CBSO at Symphony Hall (September 20) ★★★★★

It was an occasion for both reflecting on the past and looking to the future. A collective farewell was made to the late Queen with an immaculately observed minute’s silence followed by a fulsome greeting to the new monarch with the CBSO, orchestra and chorus, leading the audience in ‘God Save the King’. There was loud and long applause for the sub-principal first violin Colin Twigg who is leaving the CBSO after 31 years – he joined a few months before Queen Elizabeth II opened Symphony Hall. A warm welcome too for Kazuki Yamada who next April takes over as Chief Conductor and Artistic Advisor after his highly successful four years as Principal Guest Conductor. After more than two years of Covid-wrecked concert schedules the opening concert of the new season was, one hopes, the harbinger of great things to come. Hope inspired in part by a capacity audience: how heartening to see Symphony Hall packed once again, a point both Yamada and CBSO chief executive Stephen Maddock made in their addresses to us.

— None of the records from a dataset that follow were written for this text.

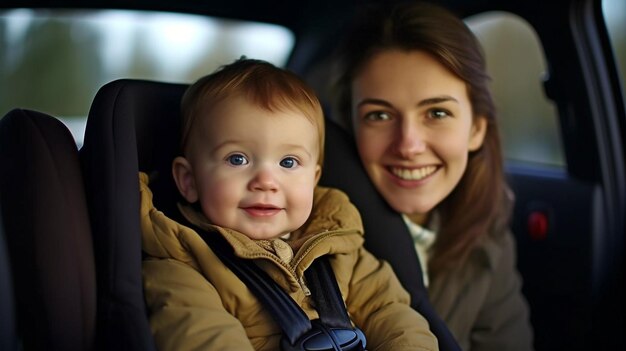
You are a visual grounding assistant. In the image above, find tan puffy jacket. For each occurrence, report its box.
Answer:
[140,173,437,351]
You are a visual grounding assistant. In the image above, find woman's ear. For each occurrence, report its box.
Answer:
[172,156,198,203]
[467,116,487,151]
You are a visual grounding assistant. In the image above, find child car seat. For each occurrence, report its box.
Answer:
[81,79,458,350]
[80,80,186,351]
[0,211,18,351]
[0,109,96,351]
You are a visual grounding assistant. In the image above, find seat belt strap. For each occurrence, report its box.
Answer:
[304,256,353,329]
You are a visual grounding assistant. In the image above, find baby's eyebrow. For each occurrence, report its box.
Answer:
[284,144,313,157]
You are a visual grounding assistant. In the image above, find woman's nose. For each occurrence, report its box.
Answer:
[395,121,426,159]
[248,167,278,191]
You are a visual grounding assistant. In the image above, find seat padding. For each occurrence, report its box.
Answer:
[0,109,96,350]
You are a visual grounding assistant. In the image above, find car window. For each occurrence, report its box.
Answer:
[465,12,565,168]
[602,0,626,101]
[0,9,294,144]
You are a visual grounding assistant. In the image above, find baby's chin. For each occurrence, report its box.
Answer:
[239,230,292,240]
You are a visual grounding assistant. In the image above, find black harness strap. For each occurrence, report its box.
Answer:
[196,228,311,344]
[304,256,352,329]
[195,228,366,351]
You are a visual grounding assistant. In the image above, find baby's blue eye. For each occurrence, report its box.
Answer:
[280,157,298,168]
[226,154,248,166]
[429,109,452,119]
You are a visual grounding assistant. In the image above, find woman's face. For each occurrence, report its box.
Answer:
[352,50,487,217]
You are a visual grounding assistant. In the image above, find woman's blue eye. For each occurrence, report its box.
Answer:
[280,157,298,168]
[226,154,248,166]
[363,111,391,121]
[428,109,452,119]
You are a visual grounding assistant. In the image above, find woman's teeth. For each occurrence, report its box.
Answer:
[391,166,437,180]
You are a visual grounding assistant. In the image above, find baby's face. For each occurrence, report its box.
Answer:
[188,97,320,239]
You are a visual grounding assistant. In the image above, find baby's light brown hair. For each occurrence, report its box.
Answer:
[180,58,324,167]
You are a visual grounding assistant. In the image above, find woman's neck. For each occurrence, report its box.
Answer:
[405,213,428,226]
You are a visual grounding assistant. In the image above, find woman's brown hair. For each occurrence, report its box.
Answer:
[334,2,506,272]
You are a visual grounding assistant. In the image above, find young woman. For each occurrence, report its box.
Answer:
[335,2,532,351]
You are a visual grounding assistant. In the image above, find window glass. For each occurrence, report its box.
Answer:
[465,12,565,167]
[0,9,294,144]
[602,0,626,100]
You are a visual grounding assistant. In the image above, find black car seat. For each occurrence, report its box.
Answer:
[80,80,180,351]
[0,109,96,351]
[81,79,458,350]
[0,211,18,351]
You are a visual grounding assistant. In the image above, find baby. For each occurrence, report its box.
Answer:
[140,59,437,351]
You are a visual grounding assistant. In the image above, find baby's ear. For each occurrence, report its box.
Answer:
[172,156,198,203]
[315,165,322,185]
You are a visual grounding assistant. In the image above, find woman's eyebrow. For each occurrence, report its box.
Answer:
[357,95,459,107]
[356,98,392,107]
[417,95,459,107]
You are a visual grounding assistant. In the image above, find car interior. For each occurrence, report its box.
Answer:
[0,0,626,350]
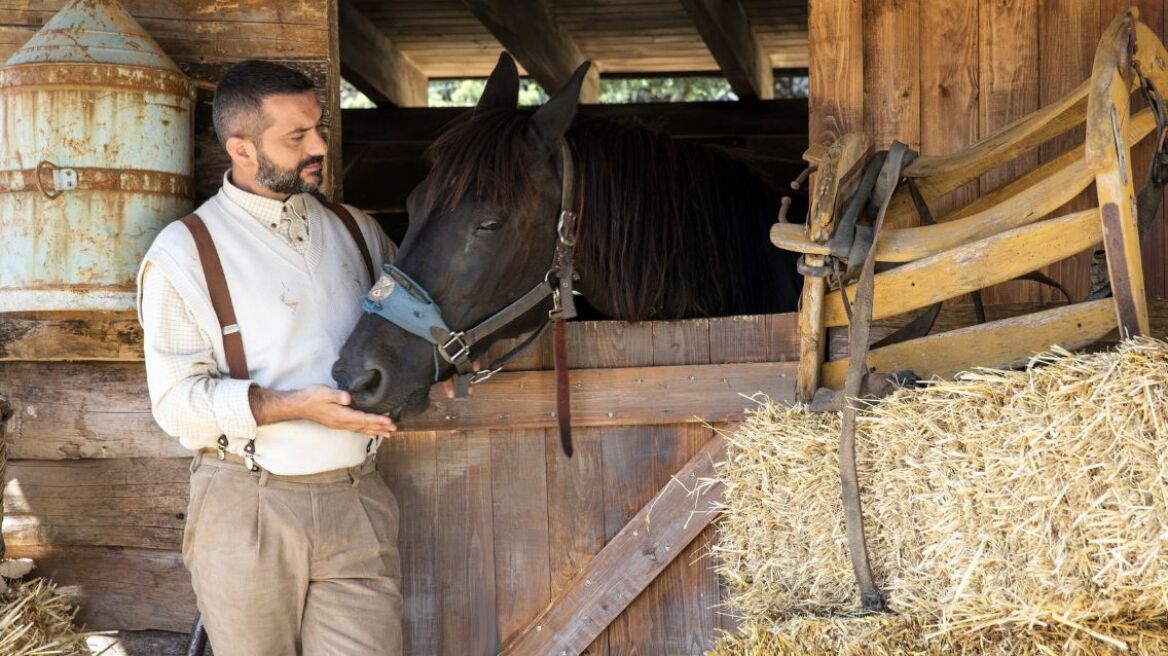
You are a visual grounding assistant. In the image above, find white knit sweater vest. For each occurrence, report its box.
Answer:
[146,191,385,475]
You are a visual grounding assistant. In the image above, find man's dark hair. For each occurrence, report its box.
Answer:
[211,60,314,144]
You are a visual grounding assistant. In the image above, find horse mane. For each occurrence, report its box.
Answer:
[423,110,780,321]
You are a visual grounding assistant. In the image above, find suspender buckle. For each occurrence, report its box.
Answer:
[243,440,259,472]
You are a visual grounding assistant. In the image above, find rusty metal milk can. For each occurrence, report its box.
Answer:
[0,0,194,313]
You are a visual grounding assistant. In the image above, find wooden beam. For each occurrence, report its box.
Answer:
[501,434,725,656]
[0,354,798,461]
[342,99,807,141]
[681,0,774,100]
[463,0,600,103]
[340,0,429,107]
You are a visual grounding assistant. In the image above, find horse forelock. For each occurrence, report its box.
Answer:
[424,110,793,320]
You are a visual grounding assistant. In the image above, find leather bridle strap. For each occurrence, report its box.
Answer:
[322,203,377,285]
[182,214,249,381]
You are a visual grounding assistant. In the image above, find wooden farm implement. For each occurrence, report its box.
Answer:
[771,8,1168,610]
[771,9,1168,400]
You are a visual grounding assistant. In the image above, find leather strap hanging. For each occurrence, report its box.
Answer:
[324,203,377,285]
[182,203,376,381]
[182,214,249,381]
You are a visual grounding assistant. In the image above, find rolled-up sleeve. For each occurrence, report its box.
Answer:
[139,261,256,444]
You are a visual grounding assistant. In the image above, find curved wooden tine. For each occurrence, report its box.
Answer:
[823,208,1103,327]
[1084,8,1149,337]
[771,109,1155,263]
[822,299,1115,390]
[795,132,872,403]
[888,81,1090,225]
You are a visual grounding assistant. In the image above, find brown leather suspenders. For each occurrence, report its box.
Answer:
[182,203,375,379]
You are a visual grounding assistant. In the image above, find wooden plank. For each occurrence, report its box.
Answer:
[823,209,1101,326]
[765,312,799,359]
[681,0,774,100]
[0,354,795,460]
[4,458,190,550]
[543,420,609,656]
[491,430,551,641]
[463,431,500,656]
[709,314,770,364]
[979,1,1041,303]
[342,99,807,142]
[0,362,190,460]
[1086,16,1149,336]
[463,0,600,103]
[503,437,725,654]
[377,433,443,656]
[1041,0,1114,301]
[920,0,979,217]
[823,299,1115,389]
[807,0,864,145]
[9,545,196,634]
[0,316,142,362]
[339,0,429,107]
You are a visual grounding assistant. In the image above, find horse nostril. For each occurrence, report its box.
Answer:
[349,369,381,393]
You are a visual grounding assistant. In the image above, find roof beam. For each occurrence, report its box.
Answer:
[681,0,774,100]
[463,0,600,103]
[339,0,427,107]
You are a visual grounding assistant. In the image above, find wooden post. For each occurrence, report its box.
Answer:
[0,396,12,558]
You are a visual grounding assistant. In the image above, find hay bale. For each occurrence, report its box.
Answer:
[0,579,90,656]
[707,615,1168,656]
[712,339,1168,639]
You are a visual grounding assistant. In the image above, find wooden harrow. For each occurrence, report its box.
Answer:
[771,8,1168,402]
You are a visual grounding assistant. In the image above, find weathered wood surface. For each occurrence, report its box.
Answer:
[465,0,600,103]
[0,0,341,198]
[822,299,1115,389]
[502,438,725,655]
[3,545,195,634]
[823,209,1103,326]
[808,0,1168,303]
[4,458,189,550]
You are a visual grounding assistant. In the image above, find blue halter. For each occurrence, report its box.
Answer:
[352,141,578,385]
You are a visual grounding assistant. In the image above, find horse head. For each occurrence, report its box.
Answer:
[333,54,589,419]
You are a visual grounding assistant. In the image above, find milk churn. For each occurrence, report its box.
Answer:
[0,0,194,313]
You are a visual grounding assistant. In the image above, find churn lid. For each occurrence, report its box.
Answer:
[5,0,179,71]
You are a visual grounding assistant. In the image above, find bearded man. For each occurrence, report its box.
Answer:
[138,61,402,656]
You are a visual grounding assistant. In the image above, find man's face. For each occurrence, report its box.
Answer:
[256,91,328,194]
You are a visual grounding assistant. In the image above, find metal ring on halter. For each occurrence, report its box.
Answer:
[36,160,61,201]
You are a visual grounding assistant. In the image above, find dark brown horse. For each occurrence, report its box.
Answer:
[333,54,800,419]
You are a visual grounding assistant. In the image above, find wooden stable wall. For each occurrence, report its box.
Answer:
[808,0,1168,302]
[0,314,797,656]
[0,0,340,200]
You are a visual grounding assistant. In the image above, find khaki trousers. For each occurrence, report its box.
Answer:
[182,453,402,656]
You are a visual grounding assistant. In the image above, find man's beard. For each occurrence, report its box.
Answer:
[256,148,325,194]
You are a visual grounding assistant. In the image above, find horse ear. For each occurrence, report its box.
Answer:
[475,51,519,110]
[531,62,592,145]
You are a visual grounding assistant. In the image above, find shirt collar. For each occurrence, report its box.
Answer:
[223,170,307,228]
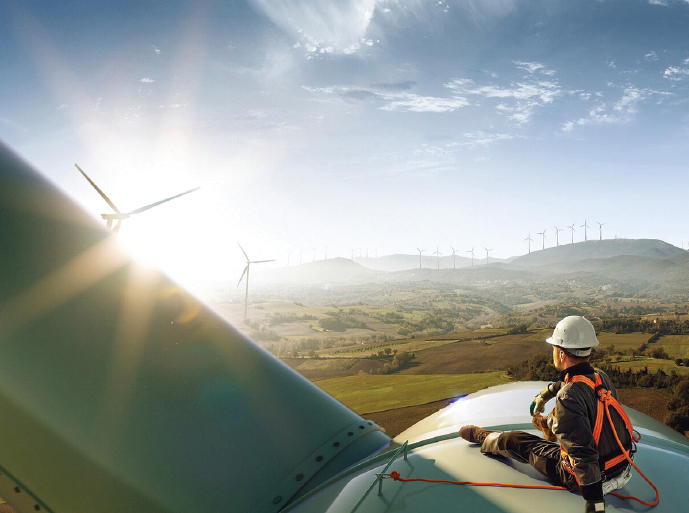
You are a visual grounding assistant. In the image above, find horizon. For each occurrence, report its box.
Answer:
[0,0,689,283]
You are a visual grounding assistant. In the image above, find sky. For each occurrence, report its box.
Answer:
[0,0,689,282]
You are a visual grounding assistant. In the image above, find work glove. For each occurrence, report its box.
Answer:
[584,499,605,513]
[529,385,555,417]
[531,415,557,442]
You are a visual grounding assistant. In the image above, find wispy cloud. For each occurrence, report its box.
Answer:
[562,86,670,132]
[303,82,469,112]
[446,61,564,125]
[252,0,378,57]
[663,64,689,82]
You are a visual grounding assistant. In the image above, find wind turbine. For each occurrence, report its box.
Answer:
[524,233,533,254]
[237,242,275,319]
[483,246,493,265]
[433,246,442,270]
[74,164,200,233]
[579,219,589,242]
[596,221,606,240]
[465,246,476,267]
[416,248,426,269]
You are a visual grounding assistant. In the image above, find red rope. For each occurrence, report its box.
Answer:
[390,382,660,507]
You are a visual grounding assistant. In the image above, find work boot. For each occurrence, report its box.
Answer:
[459,426,502,444]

Let’s not forget the music. The concert, topped-and-tailed by Dvořák, got off to a blistering start with his ‘Carnival’ Overture where he plunges us straight into the action; ‘the clangour of instruments, mingled with shouts of joy and the unrestrained hilarity’ as he described it. The CBSO demonstrated all the necessary vim and panache for the outer sections of this sometimes breathless piece separated by some sensitive sylvan wind playing in the central section. In the era of conveyor-belt conductors – prioritizing uniform tempi, minimal vibrato and with one eye constantly on the metronome markings – Yamada is (in the best possible way) a throwback to an earlier time. Tempi were flexible, details interestingly brought to the foreground and the sort of expressive rubato was employed, especially in the first movement, which Dvořák and his contemporaries would have expected. The famous Largo was daringly broad but such was Yamada’s grip that it never sagged, and it was illuminated by gorgeous wind playing, notably Rachael Pankhurst’s cor anglais. Our friends in Ukraine were not forgotten: Ukranian-born, Estonian-based composer Galina Grigorjeva’s meditative choral miniature ‘In Paradisum’ delivered with hushed beauty by the CBSO Chorus under Simon Halsey. In between a returning favourite Nicola Benedettwas the accomplished soloist in Mendelssohn’s E Minor Violin Concerto; passionate in the long opening movement, phrasing sensitively in the Andante, and with all the required vivacity in the finale.